The Lewis Crusade

Why they hate Sarah Palin

July 3, 2009 · 1 Comment

A blog called Why Mommy is a Republican has series of posts about the hatred for Sarah Palin among the GOP leadership and her support among the base.  Not to beat a dead horse, but the Whig Party died in the 1850s because the Christian base dumped the Northern Capitalist leadership.

The Anchoress, quoting some passages from other blogs and columns considering the same question, asks, “Why do they hate Sarah Palin?”
Her answer is that, like Bush, they’d love her if she were a Democrat (except the abortion thing).

But I’d suggest something completely different . The hatred of Palin is different than the hatred for Bush, precisely because she *lost*. It would be one thing if McCain won and they constantly picked on Palin as VP.

But they hate Palin for the same reason that they’ve put Obama on a pedestal since 2004: they know she’s to Republicans today what Obama was to liberals 4 years ago: the pre-anointed front runner of 2012 who embodies everything the Base stands for.

Plus, Palin really is what she claims to be, what Newt Gingrich was in 1994, what Rush Limbaugh was when he first hit national celebrity in the early 1990s: an outsider.

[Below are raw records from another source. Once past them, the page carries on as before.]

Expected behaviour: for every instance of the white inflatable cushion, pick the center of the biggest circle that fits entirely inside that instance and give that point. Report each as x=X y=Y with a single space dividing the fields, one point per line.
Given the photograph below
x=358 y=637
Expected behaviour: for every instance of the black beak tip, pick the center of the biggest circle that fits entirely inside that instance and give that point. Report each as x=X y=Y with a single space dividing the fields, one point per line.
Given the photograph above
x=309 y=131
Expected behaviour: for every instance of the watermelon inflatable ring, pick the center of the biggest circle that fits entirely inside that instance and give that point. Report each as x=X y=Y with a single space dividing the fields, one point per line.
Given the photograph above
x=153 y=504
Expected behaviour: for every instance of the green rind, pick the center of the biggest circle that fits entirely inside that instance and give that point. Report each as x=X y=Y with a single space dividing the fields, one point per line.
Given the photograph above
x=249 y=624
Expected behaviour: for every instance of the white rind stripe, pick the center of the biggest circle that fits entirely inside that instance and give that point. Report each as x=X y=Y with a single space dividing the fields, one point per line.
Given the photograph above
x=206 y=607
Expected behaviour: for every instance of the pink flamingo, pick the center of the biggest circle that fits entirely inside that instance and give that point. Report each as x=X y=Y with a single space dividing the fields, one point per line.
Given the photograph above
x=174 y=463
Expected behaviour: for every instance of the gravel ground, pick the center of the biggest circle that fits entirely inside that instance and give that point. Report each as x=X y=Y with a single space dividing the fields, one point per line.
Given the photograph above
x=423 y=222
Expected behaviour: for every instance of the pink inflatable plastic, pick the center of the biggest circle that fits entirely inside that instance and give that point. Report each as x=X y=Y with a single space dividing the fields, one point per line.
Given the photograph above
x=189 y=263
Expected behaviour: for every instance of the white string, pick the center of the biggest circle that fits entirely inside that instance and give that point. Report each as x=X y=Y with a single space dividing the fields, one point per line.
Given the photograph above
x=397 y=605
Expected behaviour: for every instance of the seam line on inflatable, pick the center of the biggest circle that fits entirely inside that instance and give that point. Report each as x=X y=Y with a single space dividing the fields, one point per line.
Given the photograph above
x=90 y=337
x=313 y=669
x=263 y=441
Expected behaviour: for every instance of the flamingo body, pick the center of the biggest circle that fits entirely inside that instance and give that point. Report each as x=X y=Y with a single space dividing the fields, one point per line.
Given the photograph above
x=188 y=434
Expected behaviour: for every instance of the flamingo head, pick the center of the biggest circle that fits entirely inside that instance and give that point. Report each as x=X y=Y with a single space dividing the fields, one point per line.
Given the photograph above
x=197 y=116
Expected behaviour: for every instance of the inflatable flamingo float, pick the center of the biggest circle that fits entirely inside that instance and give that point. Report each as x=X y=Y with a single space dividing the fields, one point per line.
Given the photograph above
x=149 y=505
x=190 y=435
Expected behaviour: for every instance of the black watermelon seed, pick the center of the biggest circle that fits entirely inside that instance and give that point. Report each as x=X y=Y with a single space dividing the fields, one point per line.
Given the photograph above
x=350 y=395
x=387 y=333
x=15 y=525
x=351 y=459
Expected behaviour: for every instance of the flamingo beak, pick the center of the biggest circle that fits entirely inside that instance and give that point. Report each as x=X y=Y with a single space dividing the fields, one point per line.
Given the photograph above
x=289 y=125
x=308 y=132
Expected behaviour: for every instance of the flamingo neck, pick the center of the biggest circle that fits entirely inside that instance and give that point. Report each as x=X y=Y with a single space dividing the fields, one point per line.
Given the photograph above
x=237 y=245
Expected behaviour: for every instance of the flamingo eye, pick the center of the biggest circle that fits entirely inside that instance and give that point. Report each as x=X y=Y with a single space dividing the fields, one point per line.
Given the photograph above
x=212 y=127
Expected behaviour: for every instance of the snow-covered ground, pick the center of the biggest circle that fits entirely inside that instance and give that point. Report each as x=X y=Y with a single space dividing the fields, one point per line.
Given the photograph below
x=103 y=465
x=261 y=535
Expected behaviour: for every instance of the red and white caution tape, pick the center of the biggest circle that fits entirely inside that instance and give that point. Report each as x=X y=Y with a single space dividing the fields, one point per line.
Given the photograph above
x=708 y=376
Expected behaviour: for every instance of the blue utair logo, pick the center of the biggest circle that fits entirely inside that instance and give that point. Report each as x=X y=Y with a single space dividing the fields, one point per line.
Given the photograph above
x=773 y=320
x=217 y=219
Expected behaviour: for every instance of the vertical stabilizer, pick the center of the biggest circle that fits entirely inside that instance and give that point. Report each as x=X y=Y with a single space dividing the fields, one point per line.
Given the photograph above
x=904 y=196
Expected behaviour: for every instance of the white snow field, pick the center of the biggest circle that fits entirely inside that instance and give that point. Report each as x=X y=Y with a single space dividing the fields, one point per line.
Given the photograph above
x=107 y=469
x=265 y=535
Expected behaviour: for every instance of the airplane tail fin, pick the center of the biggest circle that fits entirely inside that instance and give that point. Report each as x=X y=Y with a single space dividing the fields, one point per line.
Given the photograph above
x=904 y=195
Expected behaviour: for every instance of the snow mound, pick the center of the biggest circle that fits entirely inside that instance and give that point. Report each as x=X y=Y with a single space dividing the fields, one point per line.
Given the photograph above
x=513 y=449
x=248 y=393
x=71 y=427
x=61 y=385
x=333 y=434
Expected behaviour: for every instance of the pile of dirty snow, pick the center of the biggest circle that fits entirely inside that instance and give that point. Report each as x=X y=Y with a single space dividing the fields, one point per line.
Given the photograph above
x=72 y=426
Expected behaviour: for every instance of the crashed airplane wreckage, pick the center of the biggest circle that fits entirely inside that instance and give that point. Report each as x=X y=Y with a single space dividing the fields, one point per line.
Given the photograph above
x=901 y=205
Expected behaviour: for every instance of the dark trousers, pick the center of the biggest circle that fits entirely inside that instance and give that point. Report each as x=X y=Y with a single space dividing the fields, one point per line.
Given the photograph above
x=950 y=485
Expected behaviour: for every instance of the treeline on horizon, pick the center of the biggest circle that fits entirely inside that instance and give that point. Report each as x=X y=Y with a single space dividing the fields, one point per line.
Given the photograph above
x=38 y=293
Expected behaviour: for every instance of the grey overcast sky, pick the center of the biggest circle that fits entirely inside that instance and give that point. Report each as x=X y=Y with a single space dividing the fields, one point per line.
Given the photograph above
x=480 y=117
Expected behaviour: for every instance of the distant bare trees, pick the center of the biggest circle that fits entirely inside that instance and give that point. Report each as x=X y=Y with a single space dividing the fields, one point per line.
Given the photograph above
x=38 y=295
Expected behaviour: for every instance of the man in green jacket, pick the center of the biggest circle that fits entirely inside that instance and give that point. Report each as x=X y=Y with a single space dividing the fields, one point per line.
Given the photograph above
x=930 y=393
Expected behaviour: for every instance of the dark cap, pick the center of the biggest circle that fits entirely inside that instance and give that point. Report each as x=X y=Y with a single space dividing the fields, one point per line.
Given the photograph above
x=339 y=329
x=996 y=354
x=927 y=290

They call her “inexperienced,” but she’s a poliical outsider who managed to get elected governor, even bucking her own party in a war against corruption.

You want to know the absolute, “you betcha” reason they hate Sarah?

She’s not a Freemason.

Anyone who thinks our government is *not* run by secret societies (and we should really use the term collectively; it’s not really one vast conspiracy) should only look as far as “Skull and Bones.” A disproportionate number of Supreme Court Justices and Presidents, as well as other major political figures and business leaders, including “Catholic” pundit William F. Buckley, have been members of the same fraternity at Yale. Both candidates in 2004 had been members of “Skull and Bones” during their times at Yale.

Or just the common use of the term “Old Boys’ Club” by liberals and/or grass roots activists of either side.

She’s truly an outsider, not a member of a secret society, not a wealthy heiress, not someone they can control with their handlers and blackmail.

Sarah Palin is not someone you’ll see backing away from principles for power the way people like Sam Brownback and Rick Santorum have done. One may not agree with all her beliefs or principles, but one knows she’s going to abide by them.

She’s also a confident, capable politician who will not be “handled,” which is why the anonymous “Republican insiders” who keep getting quoted in the media hate her, as well. It’s why the McCain Campaign internally turned against her.

She may be “inexperienced,” but “you betcha” she wouldn’t be asking a lawyer, while signing an executive order, “Now, what does this one do?” in front of the media the way Obama was doing during his first days in office.

That’s why they hate her.

Categories: Constitutionalism · Culture Wars · Demonocrats · Freemasonry · George W. Bush · Sarah Palin · conservatism · factions

1 response so far ↓

  • Joe Hargrave // July 3, 2009 at 12:32 pm | Reply

    Interesting points.

    I don’t like Sarah Palin because I don’t believe she would be a competent world leader, that her campaign was nothing but a massive publicity stunt, that she blatantly lied about being against the bridge to nowhere, and that she just adds to the problem of people not taking conservative values seriously.

    However! I do not believe she is necessarily a hard-right Limbaugh or Hannity type. Her early record suggests otherwise. It is her foray into national politics that seems to have corrupted her. If she could articulate some decent economic ideas beyond “government get out of the way” and “no new taxes” – two lines that no one my age gives a damn about – then maybe her populist appeal could really result in something good.